It is the judge’s politics that should be scrutinised, says Paul Vallely

PA

Amy Coney Barrett, who has been nominated to the Supreme Court, at Capitol Hill, Washington, on Wednesday

Amy Coney Barrett, who has been nominated to the Supreme Court, at Capitol Hill, Washington, on Wednesday

EVEN before President Trump officially nominated Amy Coney Barrett to fill the vacant seat on the US Supreme Court, attacks were launched on her because of her religion. She was a member, critics said, of a small Charismatic Renewal group known as People of Praise, which taught that husbands have authority over their wives.

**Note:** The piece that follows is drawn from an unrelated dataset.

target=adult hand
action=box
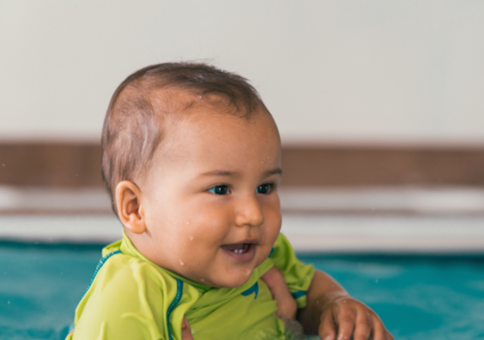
[318,296,393,340]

Even more sinister, the group called women “handmaidens” — the term used by Margaret Atwood in her novel about a theocratic and patriarchal dystopia that subjects fertile women to sexual slavery. People of Praise dropped the term after the enormous popularity of the TV adaptation of The Handmaid’s Tale warned of a horrifying future if fundamentalist Christianity ever takes over the United States.

There is a good dose of anti-Catholic smear in all this. Amy Barrett’s long career as a legal academic and appeal-court judge suggests that she can’t be all that oppressed by a husband.

Considering her track record on the law is more illuminating. Her judicial philosophy is as an originalist and textualist — which means that she roots her legal judgments in a literal reading of the text of the US Constitution, viewed in the context of the time when it was written.

All this is highly problematic in light of the fact that the founding fathers who drafted the Constitution were, as men of their time, mostly slave-owners who had very little to say on abortion rights, gay marriage, and school desegregation — let alone video games, mobile phones, jet engines, and nuclear missiles — and other phenomena that shape the modern US.

Early on in her academic career, Professor Barrett suggested that Catholic judges might need to stand aside from cases involving issues such as capital punishment, on which Catholic teaching contradicts much American political practice. But, by 2006, she was telling graduating law students “your legal career is but a means to an end . . . and that end is building the Kingdom of God.” In 2017, when she was being questioned by Senators before her appointment as an appeal judge, she made it clear that she no longer thought that it was necessary to stand aside from legal decisions on religious grounds.

On the bench, she has taken a strong line on abortion. She has argued that the law should require doctors to notify the parents of a minor seeking a termination. She has issued a minority ruling insisting that it ought not to be illegal for states to ban abortions that are sought for reasons related to sex, race, or disability — including life-threatening conditions. She has spoken against the Affordable Care Act and said that it is illegal to ban former criminals from buying guns.

In 2016, when President Obama nominated a candidate to the Supreme Court during an election year, she declared that the appointment should wait until after the election, because an immediate replacement would “dramatically flip the balance of power”. In 2020, nominated to replace the US’s most liberal judge, she seems happy to accept the complete reversal of her own advice.

Perhaps the American electorate are right to be concerned about the nomination of Amy Coney Barrett to the highest court in their land. But they should focus that concern not on her faith, but on her politics and her jurisprudence.